The great advantage kids have growing up in the age of digital cameras is that the odds are low that one day they will stumble on a collection of printed photos labeled “Quebec Summer: FAT PHASE.”
Remember when you’d take your roll of film to the local drugstore and you would automatically get duplicates? So, not only did you have one set of photos you’d rather burn, you’d have 2… that’s 4 double chins. And while there was no social media circulation, you had the distinct non-advantage of having tangible proof that once upon a time you were the size of a blimp.

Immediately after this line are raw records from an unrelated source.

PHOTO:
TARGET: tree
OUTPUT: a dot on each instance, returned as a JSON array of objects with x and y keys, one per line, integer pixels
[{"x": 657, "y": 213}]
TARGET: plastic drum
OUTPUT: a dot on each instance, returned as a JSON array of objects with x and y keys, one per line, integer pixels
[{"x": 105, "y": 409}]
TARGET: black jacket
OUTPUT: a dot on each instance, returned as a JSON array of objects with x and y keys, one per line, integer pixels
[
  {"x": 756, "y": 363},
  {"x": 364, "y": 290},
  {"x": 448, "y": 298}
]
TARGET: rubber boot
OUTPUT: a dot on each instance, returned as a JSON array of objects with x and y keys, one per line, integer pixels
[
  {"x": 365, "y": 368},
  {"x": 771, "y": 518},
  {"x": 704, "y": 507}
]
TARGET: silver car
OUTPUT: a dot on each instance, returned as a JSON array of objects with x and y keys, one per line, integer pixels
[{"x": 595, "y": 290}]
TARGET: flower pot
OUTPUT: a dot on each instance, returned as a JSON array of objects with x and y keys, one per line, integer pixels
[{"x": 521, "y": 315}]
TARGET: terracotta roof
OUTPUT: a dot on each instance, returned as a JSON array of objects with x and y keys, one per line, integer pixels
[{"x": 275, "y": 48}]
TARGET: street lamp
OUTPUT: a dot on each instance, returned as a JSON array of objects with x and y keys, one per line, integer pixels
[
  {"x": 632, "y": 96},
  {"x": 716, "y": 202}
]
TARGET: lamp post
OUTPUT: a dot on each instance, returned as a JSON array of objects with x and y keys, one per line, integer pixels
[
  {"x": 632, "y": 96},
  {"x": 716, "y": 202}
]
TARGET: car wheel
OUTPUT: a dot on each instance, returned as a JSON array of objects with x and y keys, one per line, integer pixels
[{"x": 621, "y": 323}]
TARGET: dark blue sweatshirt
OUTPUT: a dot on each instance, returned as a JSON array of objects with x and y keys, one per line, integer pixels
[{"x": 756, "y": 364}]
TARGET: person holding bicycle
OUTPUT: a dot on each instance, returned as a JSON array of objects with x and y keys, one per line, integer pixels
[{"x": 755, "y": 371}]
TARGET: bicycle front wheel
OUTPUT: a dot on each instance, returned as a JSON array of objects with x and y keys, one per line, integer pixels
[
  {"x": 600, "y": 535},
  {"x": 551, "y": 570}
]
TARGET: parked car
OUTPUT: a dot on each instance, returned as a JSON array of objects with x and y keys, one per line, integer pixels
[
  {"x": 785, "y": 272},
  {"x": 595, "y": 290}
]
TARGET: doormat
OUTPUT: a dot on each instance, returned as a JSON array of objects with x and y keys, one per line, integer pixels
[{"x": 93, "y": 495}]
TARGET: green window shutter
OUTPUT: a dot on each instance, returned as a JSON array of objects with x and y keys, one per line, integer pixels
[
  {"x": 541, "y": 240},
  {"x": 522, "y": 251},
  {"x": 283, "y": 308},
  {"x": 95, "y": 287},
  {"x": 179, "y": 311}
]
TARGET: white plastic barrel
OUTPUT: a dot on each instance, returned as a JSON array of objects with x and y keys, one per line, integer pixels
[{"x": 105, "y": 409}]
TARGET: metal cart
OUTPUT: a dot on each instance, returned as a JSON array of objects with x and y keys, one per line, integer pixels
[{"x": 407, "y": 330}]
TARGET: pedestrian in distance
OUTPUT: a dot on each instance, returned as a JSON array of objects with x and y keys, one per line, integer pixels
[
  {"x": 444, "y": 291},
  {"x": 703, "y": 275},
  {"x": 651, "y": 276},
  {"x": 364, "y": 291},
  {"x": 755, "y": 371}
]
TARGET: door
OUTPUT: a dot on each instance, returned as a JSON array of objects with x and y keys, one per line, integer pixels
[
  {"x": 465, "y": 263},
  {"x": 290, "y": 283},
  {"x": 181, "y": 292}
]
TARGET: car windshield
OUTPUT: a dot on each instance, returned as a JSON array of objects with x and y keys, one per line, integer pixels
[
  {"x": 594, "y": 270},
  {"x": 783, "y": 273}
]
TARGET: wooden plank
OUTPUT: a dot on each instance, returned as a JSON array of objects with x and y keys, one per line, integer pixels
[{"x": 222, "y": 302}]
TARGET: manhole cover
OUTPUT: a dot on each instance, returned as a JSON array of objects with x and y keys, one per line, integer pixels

I stumbled upon the “Quebec Summer: FAT PHASE” envelope in the midst of some appliance-melt-down-induced cleaning. The photos, along with others from my more youthful summers, were striking reminders that when you grow up the chubby, knock-kneed girl, you grow up with an awkward relationship with shorts.
When your thighs touch, there’s almost no short length that doesn’t ride up when you walk. Instead of neatly aligned horizontal hemlines, the bottoms of your trunks form a wobbly V. It’s not only unattractive, it’s uncomfortable. Walking in bunched-up shorts is like walking with a golf ball wedged between your legs. So you learn to adapt.
First, you try the “Cowboy Walk.” The idea is to look like you just got off a horse after finishing a cattle drive. You point your feet away from each other and widen your stride, attempting to keep your legs as far from each other as you can.
It’s equal parts swagger and waddle. It’s also highly inefficient.
Next, you try the “Shake-it-Out.”
When you realize this is about as effective as the Cowboy Walk in ridding yourself of the ride up, you give into the walk, stop and pull down. It’s painfully obvious, but it gets the job done.
If you’re hell-bent on wearing shorts, these adaptations are better than the alternative, which is obsessing over something you can’t really change — the gap between your upper legs. Or, you can do the far more sensible thing and forego the shorts all together. Skirts are classier anyway.